Monday, November 19, 2007

BI Siapkan Aturan Baru Giro Wajib Minimum


Meningkatnya Likuiditas Akan Menambah Beban BI

Jimbaran, Kompas - Bank Indonesia akan segera menerbitkan aturan baru soal tambahan giro wajib minimum atau GWM. Aturan GWM tersebut akan dikaitkan dengan masa jatuh tempo dana pihak ketiga atau DPK. Semakin besar porsi DPK yang berjangka panjang, persentase pengenaan GWM semakin kecil.

"Saat ini kami masih mempersiapkannya. Salah satunya yang sedang disiapkan adalah teknologi informasi dan desain pelaporan bank terkait maturity DPK sehingga kami bisa mengetahui secara persis porsinya," jelas Direktur Riset Ekonomi dan Kebijakan Moneter Bank Indonesia Made Sukada di Jimbaran, Bali, akhir pekan lalu.

Menurut Made, pihaknya belum mempunyai perhitungan final pengenaan GWM yang dikaitkan dengan maturity DPK. "Kami masih terus mengkajinya," tambah Made.

DPK yang bersifat jangka panjang adalah deposito dengan jangka waktu tiga bulan ke atas. GWM merupakan instrumen moneter BI untuk menyerap likuiditas yang berlebih di pasar dalam rangka menjaga inflasi.

Cara ini tergolong murah dibandingkan penyerapan likuiditas melalui operasi pasar terbuka dengan Sertifikat Bank Indonesia (SBI).
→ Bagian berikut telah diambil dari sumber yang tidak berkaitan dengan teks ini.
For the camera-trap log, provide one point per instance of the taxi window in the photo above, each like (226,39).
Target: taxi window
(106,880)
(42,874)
Sifatnya juga lebih permanen.

GWM pada dasarnya merupakan beban bagi bank. Sebab, imbal hasil yang diterima bank jauh lebih kecil dibandingkan bila ditempatkan di instrumen lain, misalnya Surat Utang Negara (SUN) atau SBI. Ini membuat biaya dana menjadi relatif lebih mahal.

Peraturan GWM yang baru ini akan menjadi aturan GWM yang ketiga. Yang pertama adalah GWM dasar sebesar lima persen dari DPK. GWM ini tidak dikaitkan apa pun.

Peraturan GWM yang kedua ialah GWM bersifat insentif dan disinsentif yang dikaitkan dengan rasio kredit terhadap dana pihak ketiga (LDR).

Semakin tinggi LDR, persentase pengenaan GWM akan semakin kecil. Selain untuk menyerap likuiditas, sekaligus juga untuk mendorong bank lebih ekspansif menyalurkan kredit.

Adapun aturan GWM yang baru bertujuan mendorong bank memiliki dana jangka panjang yang lebih banyak agar risiko mismatch dengan jatuh tempo kredit bisa dikurangi.

Risiko likuiditas

Saat ini, risiko likuiditas akibat mismatch sangat besar. Sebagian besar kredit memiliki masa jatuh tempo di atas satu tahun, sementara hampir 80 persen dana yang dihimpun bank bersifat jangka pendek, yakni di tabungan, giro, dan deposito satu bulan.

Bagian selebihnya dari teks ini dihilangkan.